Writer/director Melina Matsoukas' Queen & Slim examines how one night can change your life. Driving Queen (Jodie Turner-Smith) home after their unsuccessful first date, Slim (Daniel Kaluuya) is pulled over by a racist cop looking for any excuse to escalate the situation. Two gunshots later, the pair are on the run relatively oblivious to how their story will spread across the country.

The film is built on the backs of Kaluuya and Turner-Smith whose unusual first date leads the to unexpected destinations including a family reunion, a city-wide protest in their honor, and a drive towards freedom. Slim's even demanor is a nice match for Queen's more fiery moments, and it's where the pair come together that Queen & Slim ultimately succeeds.

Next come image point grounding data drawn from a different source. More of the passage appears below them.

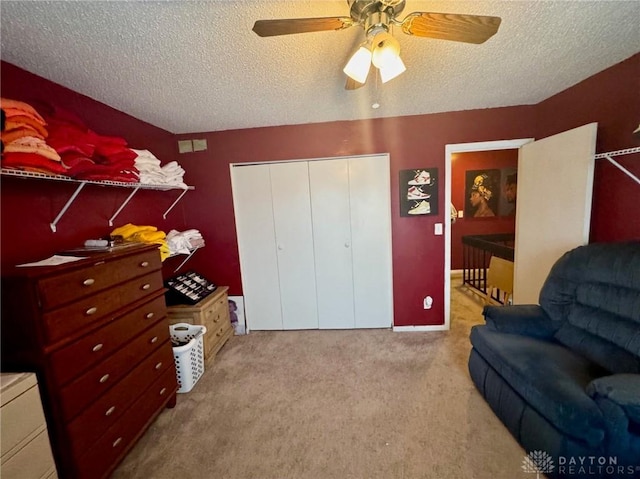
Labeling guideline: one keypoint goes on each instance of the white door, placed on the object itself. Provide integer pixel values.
(251, 187)
(331, 210)
(294, 243)
(370, 201)
(314, 239)
(555, 184)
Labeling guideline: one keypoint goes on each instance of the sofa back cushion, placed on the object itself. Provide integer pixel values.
(594, 290)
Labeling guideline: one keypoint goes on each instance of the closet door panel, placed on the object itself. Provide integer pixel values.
(371, 241)
(257, 246)
(294, 243)
(330, 207)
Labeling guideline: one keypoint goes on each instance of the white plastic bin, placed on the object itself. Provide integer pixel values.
(190, 357)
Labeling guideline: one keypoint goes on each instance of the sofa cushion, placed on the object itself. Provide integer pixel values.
(604, 353)
(549, 376)
(596, 289)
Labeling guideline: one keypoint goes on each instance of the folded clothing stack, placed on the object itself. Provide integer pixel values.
(184, 242)
(87, 155)
(23, 140)
(144, 234)
(151, 173)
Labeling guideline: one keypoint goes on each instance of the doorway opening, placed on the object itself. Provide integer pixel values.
(450, 151)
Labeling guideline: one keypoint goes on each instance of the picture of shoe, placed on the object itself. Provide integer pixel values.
(416, 193)
(422, 177)
(422, 208)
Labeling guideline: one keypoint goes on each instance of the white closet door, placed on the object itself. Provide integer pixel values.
(257, 246)
(555, 185)
(294, 242)
(371, 241)
(330, 207)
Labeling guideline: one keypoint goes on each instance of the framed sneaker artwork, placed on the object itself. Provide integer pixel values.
(419, 192)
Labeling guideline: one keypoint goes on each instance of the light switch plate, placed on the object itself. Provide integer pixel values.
(199, 145)
(185, 146)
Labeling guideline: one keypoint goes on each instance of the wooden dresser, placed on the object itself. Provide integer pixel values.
(96, 333)
(213, 313)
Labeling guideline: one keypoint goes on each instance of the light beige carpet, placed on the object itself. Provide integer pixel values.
(359, 404)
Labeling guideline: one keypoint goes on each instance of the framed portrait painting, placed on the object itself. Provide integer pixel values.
(482, 193)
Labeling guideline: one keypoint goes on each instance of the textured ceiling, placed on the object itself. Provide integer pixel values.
(192, 67)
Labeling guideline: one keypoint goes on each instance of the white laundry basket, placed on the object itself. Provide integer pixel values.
(190, 357)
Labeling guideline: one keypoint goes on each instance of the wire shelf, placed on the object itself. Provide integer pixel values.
(82, 183)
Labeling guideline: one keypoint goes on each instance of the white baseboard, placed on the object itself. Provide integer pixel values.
(416, 329)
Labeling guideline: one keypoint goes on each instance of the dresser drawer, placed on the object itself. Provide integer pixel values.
(102, 458)
(70, 361)
(96, 309)
(71, 286)
(92, 384)
(102, 414)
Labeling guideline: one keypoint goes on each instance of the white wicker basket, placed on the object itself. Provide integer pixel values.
(190, 357)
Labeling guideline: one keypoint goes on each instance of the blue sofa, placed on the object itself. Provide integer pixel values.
(564, 376)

Matsoukas provides a stylish racially-charged tale of fugitives on the run that does begin to drag on during its final half-hour. While the decisions the pair make after killing a cop in self-defense are questionable at best, the script focuses on their perspectives, and life experience, to make the best choices they can given other equally bad alternatives.

There's certainly some nitpicking one can make about the characters who populate the story outside of our leads and Queen's Uncle Earl (Bokeem Woodbine) that fall too easily into very broad categories (and nowhere near as nuanced as Queen or Slim). The script seems to be moving to timely ending about 90 minutes through the film, but continues on another 40 minutes with a bloated subplot focused on the effect of Queen and Slim on the African American community in general, and one teenager in particular, and the only white people (Flea and Chloƫ Sevigny) sympathetic to their cause. Given that the situation with the police officer is caused, and then escalated, by Queen, I also wonder if the moral of women getting men into trouble was intentional by Matsoukas or just an lingering afterthought given how events play out.